Bangladesh Bank has officially called to an end the forensic investigation by cybersecurity firm Mandiant as the $81m (£55m, €66m) stolen by hackers four months ago (February 2016) remains missing.
Mandiant, which is owned by US security firm FireEye, had been working on the case after being contracted to find out how hackers were able to infiltrate the bank's computer systems and file fraudulent money transfers with its account at the Federal Reserve Bank of New York.
According to Reuters, Mandiant researchers had requested a contract extension that would have allowed nearly 600 extra hours to complete its probe. However, this was turned down by banking officials as the costs quickly mounted.
"It was a unanimous decision," Jamaluddin Ahmed, a director of the central bank, told Reuters, adding that the Bangladesh bank had instead decided to "take steps on its own" to improve security. Unnamed sources, who spoke on condition of anonymity, said the cost of the investigation was a major factor in choosing to end the contract.

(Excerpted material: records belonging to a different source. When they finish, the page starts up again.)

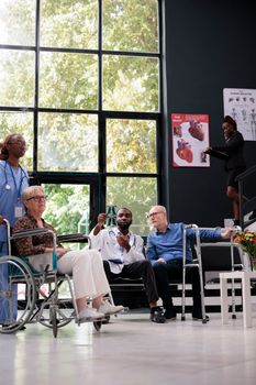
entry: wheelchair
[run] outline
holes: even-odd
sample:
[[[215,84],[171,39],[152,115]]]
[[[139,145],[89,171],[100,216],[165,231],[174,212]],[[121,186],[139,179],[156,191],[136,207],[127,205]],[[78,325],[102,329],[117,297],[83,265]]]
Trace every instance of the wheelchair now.
[[[56,338],[58,329],[73,320],[79,326],[78,310],[71,277],[57,273],[56,235],[48,229],[33,229],[11,235],[10,224],[4,220],[8,238],[8,255],[0,257],[0,298],[5,304],[8,317],[0,326],[0,333],[13,333],[24,329],[26,323],[40,322],[53,330]],[[11,255],[11,242],[18,238],[33,237],[49,232],[53,235],[54,252],[31,256]],[[82,234],[74,234],[78,242],[89,242]],[[74,238],[68,235],[71,242]],[[67,284],[69,297],[59,298],[59,287]],[[19,285],[19,301],[18,301]],[[47,292],[43,289],[47,287]],[[18,304],[18,308],[16,308]],[[104,319],[93,321],[97,331]]]

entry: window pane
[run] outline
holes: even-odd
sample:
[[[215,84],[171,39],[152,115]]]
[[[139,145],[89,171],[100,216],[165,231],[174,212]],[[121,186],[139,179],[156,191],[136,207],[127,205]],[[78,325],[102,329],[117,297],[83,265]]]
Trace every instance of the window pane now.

The sources said Mandiant was paid roughly $280,000 (£213,000) for about 700 hours of work. However, while Mandiant would no longer be involved, the banking sources did admit that it may still work alongside "external experts" to get cybersecurity advice.
A spokesperson for Mandiant said: "We will continue to support law enforcement and the industry past the close of our engagement."
Evidence from local investigators has revealed that – at the time of the hack – cybersecurity protections at the bank were shockingly weak. As previously reported, the financial institution was reportedly not using a firewall and had purchased cheap routers to connect to Swift, the secure-messaging system that links roughly 11,000 banks across the globe.
In February, as-yet-unknown cybercriminals accessed the Bangladesh bank's computer network and made 35 transfer requests totalling $951m (€841m, £647m) to the New York federal reserve. Five of these were eventually passed, worth $101m – however, one transfer of $20m was later stalled due to a spelling error on the request.
Most recently, Atiur Rahman, the former governor of the bank – who was pressured to resign following the hacking controversy – criticised the American institutions for failing to stop the theft. "Bangladesh should not be blamed for something going wrong in the chain," he claimed.